Volume 69, Issue 3, Supplement , Page S81, 1 November 2007
Liver Regeneration in Patients With Intrahepatic Malignancies Treated with Focal Liver Radiation Therapy
Article Outline
Purpose/Objective(s)
Hepatocytes display regenerative capabilities following partial tissue loss, such as after surgical resection. We have noted anecdotally that within 6 months of treatment, the liver undergoes fibrosis in the high dose region and regenerates in the low dose region. The aim of this study was to quantify liver segment volume changes following radiotherapy (RT) and determine any relationship to radiation dose.
Materials/Methods
Serial CT scans (pre-RT and 1–6 months post-RT) of patients with intrahepatic malignancies treated with focal liver 3D-conformal RT and intrahepatic arterial chemotherapy were used for this retrospective study.

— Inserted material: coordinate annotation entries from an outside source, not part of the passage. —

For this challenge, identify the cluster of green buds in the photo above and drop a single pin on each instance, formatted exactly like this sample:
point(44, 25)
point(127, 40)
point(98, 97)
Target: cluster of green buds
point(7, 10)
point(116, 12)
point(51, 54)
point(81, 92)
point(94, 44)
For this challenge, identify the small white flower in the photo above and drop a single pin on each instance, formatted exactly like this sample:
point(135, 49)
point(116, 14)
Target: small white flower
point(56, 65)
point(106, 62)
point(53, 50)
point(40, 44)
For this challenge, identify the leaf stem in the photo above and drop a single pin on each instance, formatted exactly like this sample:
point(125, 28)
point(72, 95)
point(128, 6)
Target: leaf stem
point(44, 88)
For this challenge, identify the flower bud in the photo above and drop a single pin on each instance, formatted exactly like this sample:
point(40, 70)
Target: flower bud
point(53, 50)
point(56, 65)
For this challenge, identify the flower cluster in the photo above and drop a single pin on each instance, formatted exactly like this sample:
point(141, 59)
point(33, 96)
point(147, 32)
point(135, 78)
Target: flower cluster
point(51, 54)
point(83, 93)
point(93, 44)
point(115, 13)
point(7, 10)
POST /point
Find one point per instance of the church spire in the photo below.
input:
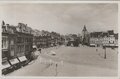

Stable, anatomical landmarks were used to delineate the left lateral and medial segments, right anterior and posterior segments, and caudate lobe. Volume changes and mean radiation doses delivered to liver segments are reported. The change in volume (% ΔV) between pre-RT and 1–6 months post-RT as a function of mean dose to a segment was modeled using a repeated measures ANOVA.
Results
54 patients were studied, including 12 hepatocellular carcinomas (HCC), 16 cholangiocarcinomas (CC), and 26 metastatic colorectal carcinomas (CRC). In 31 patients, both liver atrophy and hypertrophy were observed in different segments, with a radiation dose dependency. Eighty-seven percent (27/31) had hypertrophy in the segment receiving the lowest radiation dose. Seventy-four percent (23/31) had the most atrophy in the segment receiving the highest radiation dose. At 60 days post-RT, the atrophying segments had a mean volume change (range) of −145.8 cm3 (−79.3, −212.3) and a mean dose of 43.7 Gy (39.9, 47.5). The hypertrophying segments showed a mean increase of 115.7 cm3 (88.7, 142.7), with a mean dose of 17.8 Gy (14.7, 20.9). These changes persisted when measured >100 days post-RT. A mixed linear model for liver %ΔV between pre-RT and 1–6 months post-RT versus dose revealed a slope of −1.1%/Gy (−1.3%/Gy, −1.0%/Gy) with an intercept of 26.8% (21.6%, 31.9%), p < 0.0001. This model was most significant regardless of liver segment or histology. On average, liver regeneration may be inhibited for mean liver segment doses >23.9 Gy.
Conclusions
Initial results suggest that liver regeneration can occur in the minimally irradiated liver segments following high-dose focal RT. A model based on these data may predict volume changes in specific liver segments as a function of radiation dose. This model can help guide future IMRT treatment planning in patients with limited liver function.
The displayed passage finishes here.